Ancak İslam kadınlarla erkeklerin eşit olmasının, aynı oldukları anlamına gelmediğini savunur. İslam onların fiziksel ve duygusal dayanıklılıklarına önem verir ve bu düşünce biçimiyle onların hayatlarındaki önemli rollerini belirler. Bu nedenle bu roller üstünlük ya da aşağılık durumu belirtmez, bunlar doğal kabiliyet ve düzgün işleyiş meselesidir.
Örneğin; erkekler bir işte çalışmakla ve ailesine bakmakla yükümlüdür, annelerin ise annelik görevi ve evi idare etme sorumluluğu vardır.
İslam her ikisi için de eşitliğin önemini ortaya koyar ve rollerinin ayrıcalıklı veyahut katı olmadığını vurgular. Bu, kadınların bir işte çalışamayacağı ya da halka hizmet edemeyeceği veya erkeklerin çocukları üzerinde ya da evi idare etmekte sorumluluğu olmadığı anlamına gelmez.
Şunu da belirtmek önemlidir ki, kadın çalışıp para kazanıyorsa, o para tamamen kadına aittir ve kocasının o para üzerinde hiçbir hakkı yoktur; ancak erkek bütün ailenin parasal ihtiyacını karşılamalıdır.
Bunların hepsi, İslam’dan önceki kadının statüsüyle tamamen zıttır.
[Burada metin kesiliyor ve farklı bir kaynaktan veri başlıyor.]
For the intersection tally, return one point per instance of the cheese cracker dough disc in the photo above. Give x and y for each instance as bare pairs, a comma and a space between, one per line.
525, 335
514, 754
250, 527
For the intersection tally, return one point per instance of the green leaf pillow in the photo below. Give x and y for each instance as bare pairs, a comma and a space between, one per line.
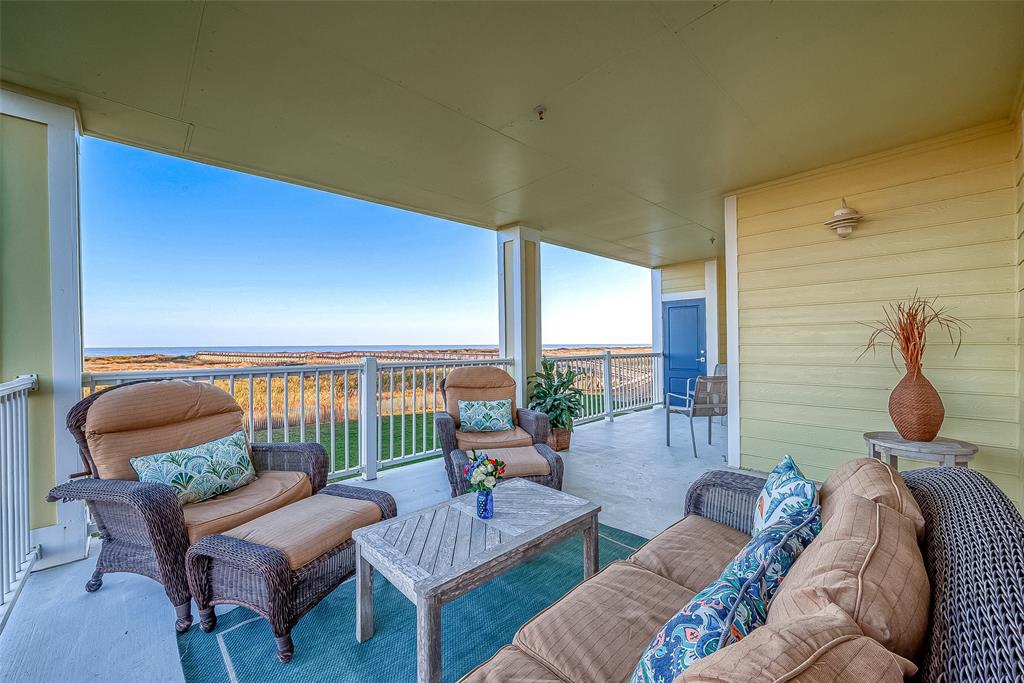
200, 471
485, 416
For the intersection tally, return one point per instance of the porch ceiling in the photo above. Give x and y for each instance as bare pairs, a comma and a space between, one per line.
653, 110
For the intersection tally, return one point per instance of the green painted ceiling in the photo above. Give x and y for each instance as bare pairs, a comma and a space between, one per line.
654, 110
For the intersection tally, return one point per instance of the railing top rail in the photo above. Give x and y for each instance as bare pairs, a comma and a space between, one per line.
442, 363
255, 371
598, 356
19, 383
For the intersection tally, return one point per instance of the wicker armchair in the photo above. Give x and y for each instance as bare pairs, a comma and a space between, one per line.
530, 429
142, 525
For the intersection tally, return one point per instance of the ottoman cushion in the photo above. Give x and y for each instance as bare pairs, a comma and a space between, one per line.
521, 462
307, 528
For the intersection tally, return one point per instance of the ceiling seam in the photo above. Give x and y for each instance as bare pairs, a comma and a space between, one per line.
192, 66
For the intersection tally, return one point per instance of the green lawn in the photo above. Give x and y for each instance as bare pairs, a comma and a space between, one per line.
388, 449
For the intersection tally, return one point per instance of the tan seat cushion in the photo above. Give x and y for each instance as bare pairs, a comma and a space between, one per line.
156, 417
692, 552
875, 480
598, 632
305, 529
269, 492
510, 665
521, 462
477, 383
505, 439
866, 561
826, 647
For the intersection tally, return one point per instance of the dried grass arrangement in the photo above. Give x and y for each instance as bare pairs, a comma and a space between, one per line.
914, 406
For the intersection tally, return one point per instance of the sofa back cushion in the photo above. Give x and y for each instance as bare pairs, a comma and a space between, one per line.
824, 647
477, 383
865, 561
875, 480
156, 417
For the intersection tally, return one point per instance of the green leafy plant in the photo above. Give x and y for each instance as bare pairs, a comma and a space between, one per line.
555, 394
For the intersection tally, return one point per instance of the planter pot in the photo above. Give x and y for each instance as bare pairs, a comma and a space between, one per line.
558, 439
915, 409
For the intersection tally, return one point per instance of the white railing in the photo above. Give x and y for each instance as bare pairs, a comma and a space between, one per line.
613, 383
16, 553
394, 401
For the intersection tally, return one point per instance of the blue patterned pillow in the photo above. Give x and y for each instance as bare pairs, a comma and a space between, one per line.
733, 604
485, 416
785, 491
201, 471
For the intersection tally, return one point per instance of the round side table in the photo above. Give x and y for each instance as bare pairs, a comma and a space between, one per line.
946, 452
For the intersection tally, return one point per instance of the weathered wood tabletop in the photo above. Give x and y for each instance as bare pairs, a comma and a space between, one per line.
439, 553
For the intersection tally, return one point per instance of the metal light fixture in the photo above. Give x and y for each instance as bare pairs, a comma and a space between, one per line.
844, 220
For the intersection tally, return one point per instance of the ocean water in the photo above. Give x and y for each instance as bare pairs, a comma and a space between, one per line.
189, 350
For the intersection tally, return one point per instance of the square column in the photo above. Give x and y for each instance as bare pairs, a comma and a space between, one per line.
519, 303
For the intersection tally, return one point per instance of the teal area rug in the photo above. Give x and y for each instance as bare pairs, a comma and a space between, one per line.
474, 627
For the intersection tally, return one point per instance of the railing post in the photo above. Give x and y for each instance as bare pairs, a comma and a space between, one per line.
368, 418
609, 410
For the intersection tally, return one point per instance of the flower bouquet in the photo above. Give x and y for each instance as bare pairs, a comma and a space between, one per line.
482, 474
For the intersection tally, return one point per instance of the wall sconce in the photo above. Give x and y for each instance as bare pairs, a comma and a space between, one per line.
844, 220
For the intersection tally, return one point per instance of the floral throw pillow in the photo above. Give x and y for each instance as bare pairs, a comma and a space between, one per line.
785, 491
732, 605
485, 416
200, 471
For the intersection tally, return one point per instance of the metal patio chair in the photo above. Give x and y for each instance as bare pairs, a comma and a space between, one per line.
709, 399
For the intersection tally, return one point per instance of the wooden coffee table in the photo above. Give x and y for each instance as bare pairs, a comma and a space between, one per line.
437, 554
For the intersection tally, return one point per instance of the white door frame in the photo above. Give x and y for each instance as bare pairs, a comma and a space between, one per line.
68, 540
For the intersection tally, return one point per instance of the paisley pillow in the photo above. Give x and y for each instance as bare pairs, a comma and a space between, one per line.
201, 471
732, 605
785, 491
485, 416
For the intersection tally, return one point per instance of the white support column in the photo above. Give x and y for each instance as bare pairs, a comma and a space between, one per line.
519, 303
732, 327
368, 419
656, 334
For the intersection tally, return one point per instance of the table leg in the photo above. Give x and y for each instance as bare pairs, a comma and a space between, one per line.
364, 597
428, 640
590, 549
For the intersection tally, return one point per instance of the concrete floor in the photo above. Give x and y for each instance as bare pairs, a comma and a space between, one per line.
57, 632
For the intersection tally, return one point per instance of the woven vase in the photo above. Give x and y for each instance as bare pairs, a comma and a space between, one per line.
915, 409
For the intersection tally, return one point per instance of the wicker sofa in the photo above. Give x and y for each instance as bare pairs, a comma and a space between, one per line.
143, 526
523, 449
862, 603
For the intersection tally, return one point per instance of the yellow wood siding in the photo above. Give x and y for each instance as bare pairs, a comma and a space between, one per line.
686, 276
942, 218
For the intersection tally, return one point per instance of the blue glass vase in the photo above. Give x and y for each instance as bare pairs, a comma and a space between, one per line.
484, 504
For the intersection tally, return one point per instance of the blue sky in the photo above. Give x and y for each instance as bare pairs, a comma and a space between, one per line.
176, 253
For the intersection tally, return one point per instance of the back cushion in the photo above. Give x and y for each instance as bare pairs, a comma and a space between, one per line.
865, 561
477, 383
825, 647
156, 417
875, 480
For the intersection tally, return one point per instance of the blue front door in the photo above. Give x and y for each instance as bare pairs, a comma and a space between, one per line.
684, 343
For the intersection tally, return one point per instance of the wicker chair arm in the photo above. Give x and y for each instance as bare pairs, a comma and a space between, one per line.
309, 458
382, 499
444, 427
536, 423
725, 497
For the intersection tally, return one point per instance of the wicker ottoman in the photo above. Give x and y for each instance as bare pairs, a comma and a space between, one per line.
282, 564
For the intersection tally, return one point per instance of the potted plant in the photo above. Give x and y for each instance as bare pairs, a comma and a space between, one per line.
482, 474
914, 406
555, 394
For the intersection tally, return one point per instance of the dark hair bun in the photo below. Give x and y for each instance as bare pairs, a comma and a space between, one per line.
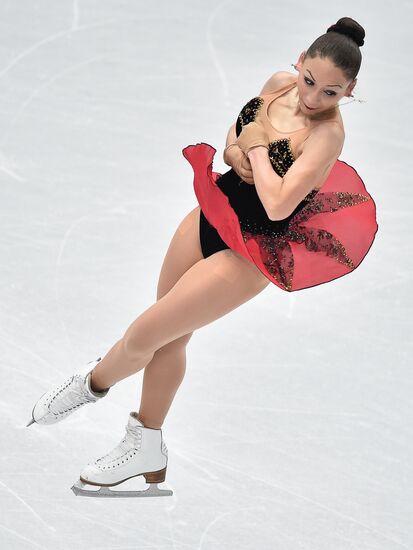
350, 28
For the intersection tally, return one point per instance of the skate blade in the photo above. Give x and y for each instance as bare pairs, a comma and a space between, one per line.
152, 491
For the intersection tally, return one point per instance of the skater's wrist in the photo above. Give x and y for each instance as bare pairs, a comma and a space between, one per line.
232, 152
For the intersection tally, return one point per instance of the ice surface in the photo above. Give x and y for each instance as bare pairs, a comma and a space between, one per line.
293, 427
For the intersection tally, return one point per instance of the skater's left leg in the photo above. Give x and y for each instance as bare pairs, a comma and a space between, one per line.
207, 291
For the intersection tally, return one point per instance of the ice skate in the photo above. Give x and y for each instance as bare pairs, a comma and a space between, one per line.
63, 400
142, 452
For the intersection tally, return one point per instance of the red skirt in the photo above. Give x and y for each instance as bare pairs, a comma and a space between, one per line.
326, 239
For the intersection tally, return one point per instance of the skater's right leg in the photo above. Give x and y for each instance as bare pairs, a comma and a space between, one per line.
166, 370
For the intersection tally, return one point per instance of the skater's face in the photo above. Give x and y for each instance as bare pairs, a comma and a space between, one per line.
320, 84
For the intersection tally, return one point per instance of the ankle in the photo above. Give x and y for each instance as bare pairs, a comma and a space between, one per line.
150, 425
96, 387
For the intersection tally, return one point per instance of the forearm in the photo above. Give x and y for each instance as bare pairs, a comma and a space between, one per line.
267, 182
231, 138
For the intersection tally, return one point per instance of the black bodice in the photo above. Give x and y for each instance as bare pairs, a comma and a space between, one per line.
246, 203
243, 197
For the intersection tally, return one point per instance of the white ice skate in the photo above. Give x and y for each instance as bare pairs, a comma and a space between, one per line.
60, 402
142, 452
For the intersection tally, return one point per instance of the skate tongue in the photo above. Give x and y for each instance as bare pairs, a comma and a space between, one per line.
134, 420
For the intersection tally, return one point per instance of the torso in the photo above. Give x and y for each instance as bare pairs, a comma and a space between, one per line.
277, 115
İslam’dan önce kadınların statüsü
İslam’ın gelişinden önce, kadınlar son derece acımasız bir muamele görüyordu. Kız bebeklerin diri diri görülmeleri ve kadınlara köle gibi davranılması, kadınların cinsel zevk objesi olarak görülmesi normal sayılıyordu. İslam bunların hepsini değiştirdi ve iki cinsiyetin de eşit olduğunu öğretti.
Ayrıca İslam kadınlara miras hakkı verdi ve Şeriat Yasası’nda (İslami Yasa) emredildiği gibi kadınlar da kendilerine düşen hisseyi almaya başladılar. Bir kadın; anne, eş, kız evlat, kız kardeş olarak mal üzerinde bireysel mülkiyet hakkı elde etti. (Bunlar İngiltere’de kadınlara yüzlerce yıllar sonra getirilen haklardır.)
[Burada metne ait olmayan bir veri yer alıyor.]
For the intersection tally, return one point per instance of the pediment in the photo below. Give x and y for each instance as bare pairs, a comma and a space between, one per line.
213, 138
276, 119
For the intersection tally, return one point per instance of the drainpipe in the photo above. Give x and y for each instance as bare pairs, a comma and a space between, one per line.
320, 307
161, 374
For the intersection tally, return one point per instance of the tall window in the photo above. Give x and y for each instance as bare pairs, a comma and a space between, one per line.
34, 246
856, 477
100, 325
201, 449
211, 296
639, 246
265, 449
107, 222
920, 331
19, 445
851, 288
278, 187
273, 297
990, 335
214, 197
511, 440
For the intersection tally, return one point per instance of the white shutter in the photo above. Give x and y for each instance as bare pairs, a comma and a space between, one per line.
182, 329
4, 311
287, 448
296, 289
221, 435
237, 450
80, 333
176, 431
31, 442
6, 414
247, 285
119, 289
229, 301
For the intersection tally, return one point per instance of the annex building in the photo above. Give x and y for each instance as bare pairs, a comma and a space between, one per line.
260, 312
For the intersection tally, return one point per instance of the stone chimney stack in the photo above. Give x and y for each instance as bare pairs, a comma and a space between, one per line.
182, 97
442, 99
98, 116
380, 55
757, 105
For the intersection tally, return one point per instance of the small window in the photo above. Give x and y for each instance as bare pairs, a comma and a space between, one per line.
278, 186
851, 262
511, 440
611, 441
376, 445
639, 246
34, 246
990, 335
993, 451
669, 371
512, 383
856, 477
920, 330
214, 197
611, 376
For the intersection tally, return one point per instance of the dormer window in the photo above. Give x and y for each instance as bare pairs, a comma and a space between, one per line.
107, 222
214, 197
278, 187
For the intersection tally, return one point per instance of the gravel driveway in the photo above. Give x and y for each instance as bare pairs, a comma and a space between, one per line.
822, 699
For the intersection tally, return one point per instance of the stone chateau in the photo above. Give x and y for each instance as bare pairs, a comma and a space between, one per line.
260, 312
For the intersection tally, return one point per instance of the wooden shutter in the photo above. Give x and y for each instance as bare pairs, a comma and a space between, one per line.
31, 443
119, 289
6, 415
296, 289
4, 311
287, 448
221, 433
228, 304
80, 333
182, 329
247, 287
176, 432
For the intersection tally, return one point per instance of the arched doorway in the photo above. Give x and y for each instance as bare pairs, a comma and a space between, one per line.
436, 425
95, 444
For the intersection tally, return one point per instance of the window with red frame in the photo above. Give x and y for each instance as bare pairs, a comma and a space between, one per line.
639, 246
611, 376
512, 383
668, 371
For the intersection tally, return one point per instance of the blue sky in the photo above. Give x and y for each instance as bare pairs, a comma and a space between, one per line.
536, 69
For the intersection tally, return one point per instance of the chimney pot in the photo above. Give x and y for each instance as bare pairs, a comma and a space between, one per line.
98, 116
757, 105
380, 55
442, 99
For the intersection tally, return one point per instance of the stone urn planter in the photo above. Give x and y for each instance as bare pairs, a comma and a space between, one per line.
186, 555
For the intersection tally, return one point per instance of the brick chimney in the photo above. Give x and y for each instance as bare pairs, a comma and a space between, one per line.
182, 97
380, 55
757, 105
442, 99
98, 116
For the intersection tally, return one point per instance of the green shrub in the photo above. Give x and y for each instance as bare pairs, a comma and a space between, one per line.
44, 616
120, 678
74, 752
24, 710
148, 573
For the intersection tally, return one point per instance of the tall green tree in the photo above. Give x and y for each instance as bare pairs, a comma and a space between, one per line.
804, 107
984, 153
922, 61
Peygamber Efendimizsav kadının entelektüel ve manevi statüsünü yüceltti ve ilim öğrenmenin her Müslüman kadın ve erkek için zorunlu bir görev olduğunu söyledi. İslam’ın Yüce Peygamberisav toplumun gelişmesinde kadınların önemli bir payı olduğunu biliyordu ve şunu söyleyerek kızların yetiştirilmesi üzerine çok önemli vurgu yaptı:
“İki kızı olan bir adam, onları yetiştirip, en iyi şekilde okutursa cennete girmeyi hak etmiş olur.”